Alex Gabriel Bernstein’s cast, carved and polished glass sculptures are organic-like forms. Many pieces evoke images of natural structures and formations.
In many of his most recent pieces, which are on display at Winterowd Fine Art from July 29 through August 22, Bernstein fuses steel to the surface of glass. It’s a process that developed out of an accident in his parents’ glass studio.
“I was in graduate school in Rochester (Rochester Institute of Technology’s School for American Crafts) when I went home to North Carolina during a winter break to visit my parents and decided to try my hand at welding,” Bernstein explains.
“I was in my father’s studio when metal sparks from the piece I was welding flew off the table and hit one of his glass sculptures. When everything cooled down, I noticed that specks of metal had melted onto the surface of one of his pieces. I apologized to my father (he understood), but it gave me an idea of something new I could do with glass.”
Adhering steel to glass has opened up all kinds of artistic possibilities in Bernstein’s work. Steel can be made to look like rocks and other natural formations. The addition of steel can add an opaque quality to a translucent glass piece. “I feel I can tell more stories with glass and steel together,” he adds.
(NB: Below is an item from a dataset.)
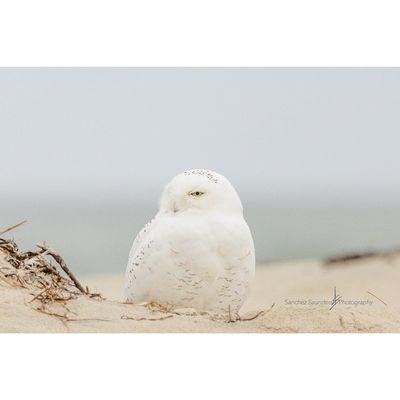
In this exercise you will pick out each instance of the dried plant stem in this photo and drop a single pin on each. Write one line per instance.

Bernstein’s artistic process begins by putting small pieces of colored glass into a basic steel mold and firing the glass in a kiln. Blocks of glass take anywhere from one week to one month to cool. Shapes are cut out of the blocks with a large diamond saw and refined with grinding tools.
Although Bernstein has a good idea of how the final piece will look, some of the colors resulting from the completion of the firing process can not be anticipated. “I have been surprised in great and negative ways,” he says.
The former head of the department of glass at Worcester Center for Crafts in Massachusetts, Bernstein returned to his hometown of Asheville in 2007 to set up a studio and focus on creating his own work full-time.